How eggs should look
You know the eggs at the store that are all the same size, shape, and color? I don’t consider this a good thing. At first, farm fresh eggs grossed me out a little. They are usually different sizes, shapes, and a few different colors. Sometimes there may be a little gunk or remnants of feathers stuck to them. Now I know this is something to be appreciated. It means the farmer has nothing to hide and is more concerned with quality than appearance.
You may have noticed that there can be variation in the color of an egg’s yolk. If a yolk is a deep orange, this is a good indicator that it came from a healthy hen. Healthy, free-range hens typically have a more diverse diet, and an opportunity to eat pigmented foods. The pigment is then transferred to the yolk.
Steer clear of yolks that are a dull yellow or even grayish in color. It most likely came from a hen raised in a tiny cage – stuffed alongside several others – fed a poor diet.
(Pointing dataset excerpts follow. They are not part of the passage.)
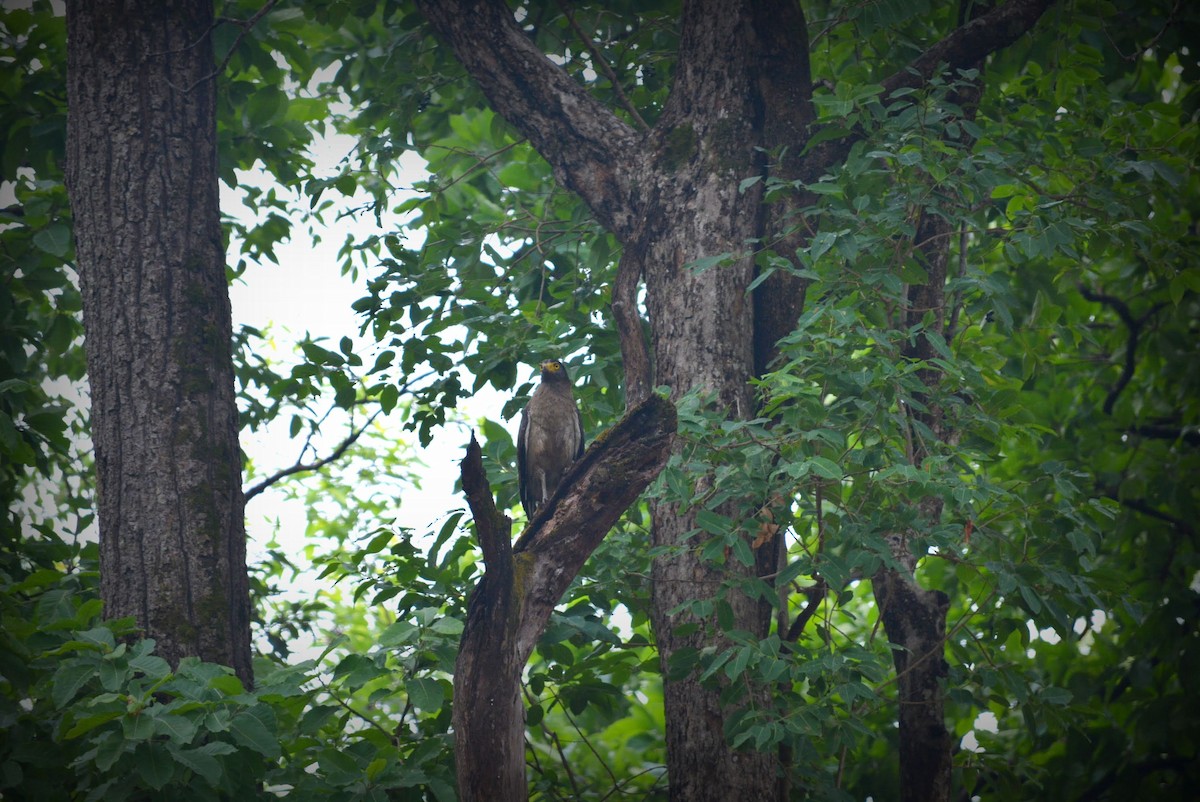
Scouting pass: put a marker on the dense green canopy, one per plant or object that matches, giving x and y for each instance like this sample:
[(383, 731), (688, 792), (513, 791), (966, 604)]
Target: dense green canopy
[(1067, 540)]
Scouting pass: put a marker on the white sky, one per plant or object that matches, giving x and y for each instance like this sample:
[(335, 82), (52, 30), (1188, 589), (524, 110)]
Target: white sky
[(307, 293)]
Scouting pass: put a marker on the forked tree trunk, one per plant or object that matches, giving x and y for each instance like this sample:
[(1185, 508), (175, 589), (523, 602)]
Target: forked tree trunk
[(742, 95), (142, 173)]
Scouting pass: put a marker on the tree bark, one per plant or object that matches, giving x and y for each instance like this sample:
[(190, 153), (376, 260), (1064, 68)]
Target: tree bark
[(915, 617), (525, 581), (671, 196), (142, 173)]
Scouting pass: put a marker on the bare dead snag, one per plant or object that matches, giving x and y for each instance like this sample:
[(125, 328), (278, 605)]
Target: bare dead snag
[(523, 581)]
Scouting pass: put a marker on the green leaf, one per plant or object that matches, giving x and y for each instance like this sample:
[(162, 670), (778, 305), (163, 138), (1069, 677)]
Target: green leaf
[(54, 239), (69, 678), (199, 761), (825, 467), (155, 765), (425, 693), (250, 729), (108, 750)]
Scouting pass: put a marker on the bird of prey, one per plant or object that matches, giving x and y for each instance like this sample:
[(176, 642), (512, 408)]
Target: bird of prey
[(551, 437)]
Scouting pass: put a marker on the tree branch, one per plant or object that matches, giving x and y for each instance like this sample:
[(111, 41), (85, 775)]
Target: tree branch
[(965, 47), (634, 351), (971, 43), (523, 582), (603, 65), (1134, 327), (591, 149), (300, 467)]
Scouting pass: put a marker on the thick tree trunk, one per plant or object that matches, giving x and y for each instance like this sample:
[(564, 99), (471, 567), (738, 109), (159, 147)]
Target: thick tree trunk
[(143, 181), (523, 582), (742, 90)]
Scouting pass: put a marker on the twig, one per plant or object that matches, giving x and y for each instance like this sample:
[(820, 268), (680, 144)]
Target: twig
[(815, 594), (604, 66), (1134, 327), (245, 25)]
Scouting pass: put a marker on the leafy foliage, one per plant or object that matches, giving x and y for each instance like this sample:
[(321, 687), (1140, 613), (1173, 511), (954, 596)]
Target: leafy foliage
[(1066, 534)]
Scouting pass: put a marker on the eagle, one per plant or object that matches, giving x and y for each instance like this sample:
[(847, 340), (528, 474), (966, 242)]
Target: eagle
[(550, 438)]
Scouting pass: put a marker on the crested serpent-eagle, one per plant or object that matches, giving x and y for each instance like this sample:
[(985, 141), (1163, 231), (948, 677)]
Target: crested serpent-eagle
[(551, 437)]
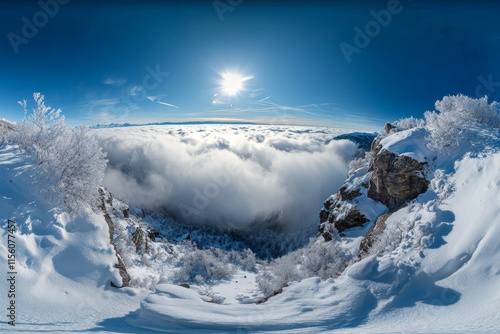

How to tell if eggs are old
When you’re buying fresh eggs from a farmer, you typically won’t see an expiration date printed on the carton. Matt and I learned a few tricks to determine approximately how old an egg is. These tricks are especially useful if purchasing eggs from the store since they’re most likely older than a farm-direct egg.
Gently place your egg in a cold bowl of water. If your egg:
- sinks to the bottom and lies on its side, it is very fresh, just a few days old.
- sinks to the bottom but one end tilts up on an angle, it’s about 1 week old.
- sinks to the bottom and stands up on end, it’s about 2 weeks old.
- floats to the top, it’s an old egg, throw it out.
Keep your eyes peeled
Most farmers selling eggs will only have a small sign to advertise, making them a little difficult to find. On a lazy Sunday afternoon, go for a country drive and see if you can spot a few. Have your list of questions ready and only buy from farmers giving the answers you’re looking for. Buying locally will ensure a better price, and you’ll have the advantage of being more informed about where your food is coming from. If you’re not into Sunday drives, ask around at work for any leads on fresh eggs, or check Craigslist. I have discovered coworkers selling eggs at all of my jobs in the last 10 years! And when we moved to a new city we found several folks selling quality eggs on Craigslist.
If you live in a big city where it’s difficult to find a farm or farmer, all hope for good farm-fresh eggs is not lost. Big cities usually have a better selection of health food stores where local eggs are sometimes sold (i.e. food co-ops). Lift the lid and look for the size, shape, and color variety that distinguishes them from others.
We love our eggs, but we love our egg farmers even more. We have built great relationships with people we purchase eggs from and learned so much about local food in the process. We challenge you to get out and put a little work into finding good food sources!